The rotors are rotated by the rim of the wheel, via a plurality of pins located on the interior of the rim and parallel to its axis. They can consequently slide with respect to the rim.
By an identical principle, the stators are linked in rotation with the wheel axle, whilst being able to slide with respect to said axle.
The rotors and stators are stacked in an alternating manner and it is merely necessary to axially compress the system for braking to take place. This compression is brought about by a plurality of hydraulic jacks arranged axially on a circumference having a diameter close to the mean diameter of the friction or rubbing faces of the disks. This plurality of jacks is fixed to the wheel hub. Opposite to the stack of disks with respect to the jacks are also fixed to the wheel hub a certain number of support points centered on the mean diameter of the rubbing faces of the disks.
In order to control friction, only half the number of Jacks is used, the other half serving as a standby, security system. However, there is nothing to distinguish the two groups of jacks, which are also arranged in alternating manner on the circumference.
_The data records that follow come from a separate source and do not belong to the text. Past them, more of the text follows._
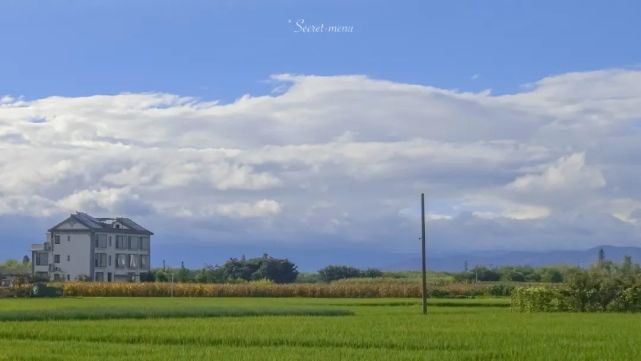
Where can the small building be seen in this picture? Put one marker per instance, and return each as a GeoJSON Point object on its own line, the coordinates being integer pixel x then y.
{"type": "Point", "coordinates": [93, 249]}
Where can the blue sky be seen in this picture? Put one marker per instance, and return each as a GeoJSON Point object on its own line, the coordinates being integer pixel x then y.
{"type": "Point", "coordinates": [220, 127]}
{"type": "Point", "coordinates": [224, 49]}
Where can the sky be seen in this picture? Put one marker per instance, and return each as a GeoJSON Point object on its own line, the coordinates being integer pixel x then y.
{"type": "Point", "coordinates": [243, 127]}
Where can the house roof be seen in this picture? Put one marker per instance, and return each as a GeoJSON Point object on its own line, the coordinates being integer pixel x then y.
{"type": "Point", "coordinates": [105, 224]}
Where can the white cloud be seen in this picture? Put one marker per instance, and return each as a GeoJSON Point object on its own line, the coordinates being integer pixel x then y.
{"type": "Point", "coordinates": [362, 148]}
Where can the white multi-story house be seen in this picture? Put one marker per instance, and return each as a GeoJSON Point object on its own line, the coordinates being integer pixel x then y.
{"type": "Point", "coordinates": [98, 249]}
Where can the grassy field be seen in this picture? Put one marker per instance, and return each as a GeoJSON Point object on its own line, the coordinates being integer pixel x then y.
{"type": "Point", "coordinates": [287, 329]}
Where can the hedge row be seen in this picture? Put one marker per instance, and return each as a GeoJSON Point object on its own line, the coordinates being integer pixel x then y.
{"type": "Point", "coordinates": [568, 299]}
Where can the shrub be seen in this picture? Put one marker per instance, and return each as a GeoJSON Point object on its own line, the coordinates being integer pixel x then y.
{"type": "Point", "coordinates": [333, 273]}
{"type": "Point", "coordinates": [603, 287]}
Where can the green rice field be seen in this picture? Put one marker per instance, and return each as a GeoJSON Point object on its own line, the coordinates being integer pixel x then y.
{"type": "Point", "coordinates": [305, 329]}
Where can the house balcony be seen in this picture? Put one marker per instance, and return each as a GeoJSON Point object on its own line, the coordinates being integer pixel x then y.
{"type": "Point", "coordinates": [41, 247]}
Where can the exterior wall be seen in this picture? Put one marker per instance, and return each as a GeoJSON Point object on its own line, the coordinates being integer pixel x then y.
{"type": "Point", "coordinates": [75, 254]}
{"type": "Point", "coordinates": [78, 248]}
{"type": "Point", "coordinates": [117, 273]}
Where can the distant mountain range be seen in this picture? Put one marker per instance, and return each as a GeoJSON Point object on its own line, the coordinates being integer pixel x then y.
{"type": "Point", "coordinates": [455, 263]}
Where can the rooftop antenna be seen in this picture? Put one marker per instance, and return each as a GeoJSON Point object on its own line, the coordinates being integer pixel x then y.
{"type": "Point", "coordinates": [423, 267]}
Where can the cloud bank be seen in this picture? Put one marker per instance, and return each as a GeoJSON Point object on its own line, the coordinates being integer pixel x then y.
{"type": "Point", "coordinates": [341, 159]}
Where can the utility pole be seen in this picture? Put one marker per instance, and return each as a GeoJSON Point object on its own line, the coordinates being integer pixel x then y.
{"type": "Point", "coordinates": [423, 253]}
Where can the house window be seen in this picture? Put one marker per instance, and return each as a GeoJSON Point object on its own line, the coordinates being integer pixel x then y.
{"type": "Point", "coordinates": [121, 242]}
{"type": "Point", "coordinates": [134, 243]}
{"type": "Point", "coordinates": [100, 260]}
{"type": "Point", "coordinates": [101, 241]}
{"type": "Point", "coordinates": [144, 262]}
{"type": "Point", "coordinates": [121, 260]}
{"type": "Point", "coordinates": [42, 258]}
{"type": "Point", "coordinates": [133, 261]}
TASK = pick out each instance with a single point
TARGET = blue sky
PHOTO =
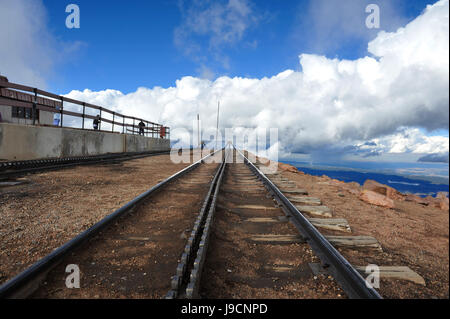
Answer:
(125, 45)
(311, 69)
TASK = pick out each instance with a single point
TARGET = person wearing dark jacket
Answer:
(96, 122)
(141, 128)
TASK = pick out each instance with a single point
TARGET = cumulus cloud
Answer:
(331, 103)
(28, 50)
(435, 158)
(220, 24)
(325, 26)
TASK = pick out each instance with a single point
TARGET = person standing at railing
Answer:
(96, 122)
(141, 127)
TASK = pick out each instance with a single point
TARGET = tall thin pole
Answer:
(217, 129)
(198, 130)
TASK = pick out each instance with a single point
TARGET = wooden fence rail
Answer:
(14, 95)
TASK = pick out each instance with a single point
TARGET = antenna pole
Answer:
(217, 129)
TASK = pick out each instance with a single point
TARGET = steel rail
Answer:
(192, 290)
(347, 277)
(11, 169)
(25, 283)
(185, 283)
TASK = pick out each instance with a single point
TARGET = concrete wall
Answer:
(24, 142)
(44, 117)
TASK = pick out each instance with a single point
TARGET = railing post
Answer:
(33, 111)
(84, 113)
(62, 109)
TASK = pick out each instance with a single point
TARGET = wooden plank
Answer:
(323, 211)
(305, 200)
(259, 207)
(339, 224)
(296, 191)
(279, 219)
(354, 241)
(270, 239)
(396, 272)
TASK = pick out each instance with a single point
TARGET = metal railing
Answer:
(14, 95)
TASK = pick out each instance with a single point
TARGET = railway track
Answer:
(13, 169)
(121, 246)
(213, 230)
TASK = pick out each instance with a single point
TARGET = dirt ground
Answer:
(137, 256)
(52, 207)
(237, 267)
(410, 234)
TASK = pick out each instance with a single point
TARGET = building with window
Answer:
(18, 114)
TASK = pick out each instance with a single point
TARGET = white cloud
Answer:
(28, 50)
(219, 24)
(331, 103)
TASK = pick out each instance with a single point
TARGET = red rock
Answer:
(417, 199)
(383, 190)
(376, 199)
(287, 168)
(442, 195)
(444, 205)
In the prior art, the jacks bear directly on the face of the first stack of the disk, which is always a stator because it must not slide with respect to the jacks.
The aim of this configuration is to gain weight. For the same reason the number of jacks arranged in circumferential manner is as small as possible. For a commercial airliner there are e.g. in general 10 to 14 jacks, i.e. 5 to 7 simultaneously active jacks.
Bearing in mind the diameter of the disks, the distance between the active jacks is consequently approximately 20 cm. This distance is considerable compared with the thickness of the disks, so that there is a very significant pressure variation between the disks as a function of the jack spacing. When the disks are made from carbon and more particularly good heat conducting carbon, so that they are not very hard, this pressure heterogeneity is responsible for an increase in wear.
This pressure heterogeneity also leads to temperature heterogeneities and more particularly to very hot zones in the extension of the axis of the jacks. As the friction coefficient of carbon and many friction materials decreases greatly with the temperature, there is a very significant reduction in the stopping performance, particularly in the case of an aborted take-off.
The object of the invention is to very significantly reduce the pressure heterogeneity, whilst only adding a relatively small mass or weight to the already produced brake.